A New Year’s question was posed in a discussion group on Facebook which I greatly enjoy – namely, how will the fight for marriage equality change things here in the States, and where will all that energy go once we’ve achieved that goal? Well, that question immediately made my lawyer hat fly out of the closet and land on my head, and rather than subject my friends in that group to a legal brief plopped down in the Comments section, I thought I’d do a blog post. *winks*
Basically, I think the next level of the fight has to move away from challenging or passing individual laws, and concentrate on driving a sea change in the way courts look at laws which discriminate against LGBT people under the Equal Protection Clause.
All discrimination isn’t unconstitutional. Laws discriminate against classes of persons all the time – for example, a 12-year-old can’t get a driver’s license, while an 18-year-old can. This is a law that classifies on the basis of age. And when a law that allegedly discriminates is challenged in court, the court applies one of three frameworks to analyze it, depending on the group that’s being discriminated against and the interest served by the law in question.
First, there’s STRICT SCRUTINY; if this standard applies, then in order for the law to be found constitutional, the government is required to show that the challenged classification serves a compelling state interest and that the classification is necessary to serve that interest. In order for strict scrutiny to be applied, the law at issue has to either create a “suspect classification” (remember that one, it’s important and I’ll get back to it eventually) or place a burden on the exercise of a “fundamental right” (also important). The term “suspect classification” is carefully defined in law, and presently includes race, national origin, religion, and alienage; “fundamental rights” include the right to vote, interstate migration, access to the courts, and various other rights. Part of the struggle of the marriage cases that have come before the Supreme Court has been to get a judicial acknowledgement that marriage is one of these “fundamental rights”, such that any law purporting to restrict the right to marry has to pass the strict scrutiny test (serving a COMPELLING state interest, and being NECESSARY to serve that interest).
Second, there’s MIDDLE-TIER SCRUTINY, under which the government is required to show that the challenged classification serves an IMPORTANT state interest (an easier thing to show than a “compelling” interest) and that the classification is at least substantially related to (as opposed to “necessary” to – again, easier for the government to prove) serving that interest. Classifications that fall into this category are referred to as “quasi-suspect classifications”, and presently include gender and illegitimacy. In the marriage cases, specifically in Windsor, the U.S. Supreme Court indicated a willingness to include sexual orientation as a quasi-suspect classification, but most analysis has proceeded under the lowest tier of constitutional review, namely:
MINIMUM (OR RATIONAL BASIS) SCRUTINY. In this tier, all the government is required to show in order to defend a discriminatory law is that the challenged classification is rationally related to serving a legitimate state interest. This is where you get all the arguments about the necessity of restricting marriage to heterosexual couples because of the state’s interest in ensuring that accidentally conceived children will be raised by both parents. And when a court uses the rational basis test, it doesn’t even need to care whether the particular justification advanced by the state makes any sense – if there’s ANY rational basis for the law, even one the court comes up with itself, then under rational basis scrutiny, it’s okay.

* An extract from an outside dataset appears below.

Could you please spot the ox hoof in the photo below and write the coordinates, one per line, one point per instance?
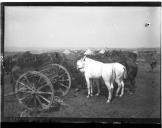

Now, finally, to my point… there are plenty of arenas in which LGBT people have a long way to go to achieve equality. Taking as just one example, the right to work. In 29 states, you can still be fired for being gay. If you want to challenge the law which allows that in your state, right now all the state has to prove is that the law that lets your employer get away with it is rationally related, somehow, to a state interest the court is prepared to recognize as legitimate. In other words, good luck to you. If you live in a state that includes sexual orientation or gender identity/expression in its list of quasi-suspect classifications, at least the state has to prove that its interest in discriminating against you is important, and that the law is substantially related to that interest. But in order to hold the state to that highest standard, strict scrutiny, you have to either prove that the right burdened by the law is “fundamental” – which was the argument in the marriage cases – or that sexual orientation and gender identity/expression are suspect classifications. The right to work has not been, and is highly unlikely ever to be, classified as a fundamental right. Ditto the right to housing, medical care, or the vast majority of the other rights we’re fighting for. At the very least, we have to get LGBT status included on that list of quasi-suspect classifications; ideally, though, we need to push for the judicial recognition of LGT status as a suspect classification. Once that’s accomplished, once all the discriminatory laws can be held up to strict scrutiny, they’re going to start falling. That won’t be the end of the fight by any means (it certainly wasn’t for African-Americans), but it takes one of the biggest guns out of the fight against us.
Bizarre that the right to work is not a basic right. If Maslow is to be believed all human beings need: air, food, drink, shelter, warmth, sex, sleep. And for this a job is essential: food, shelter and warmth are not free. I also find it incredible that medical care is not a basic right. Keep up the fight for those vulnerable people. Great post!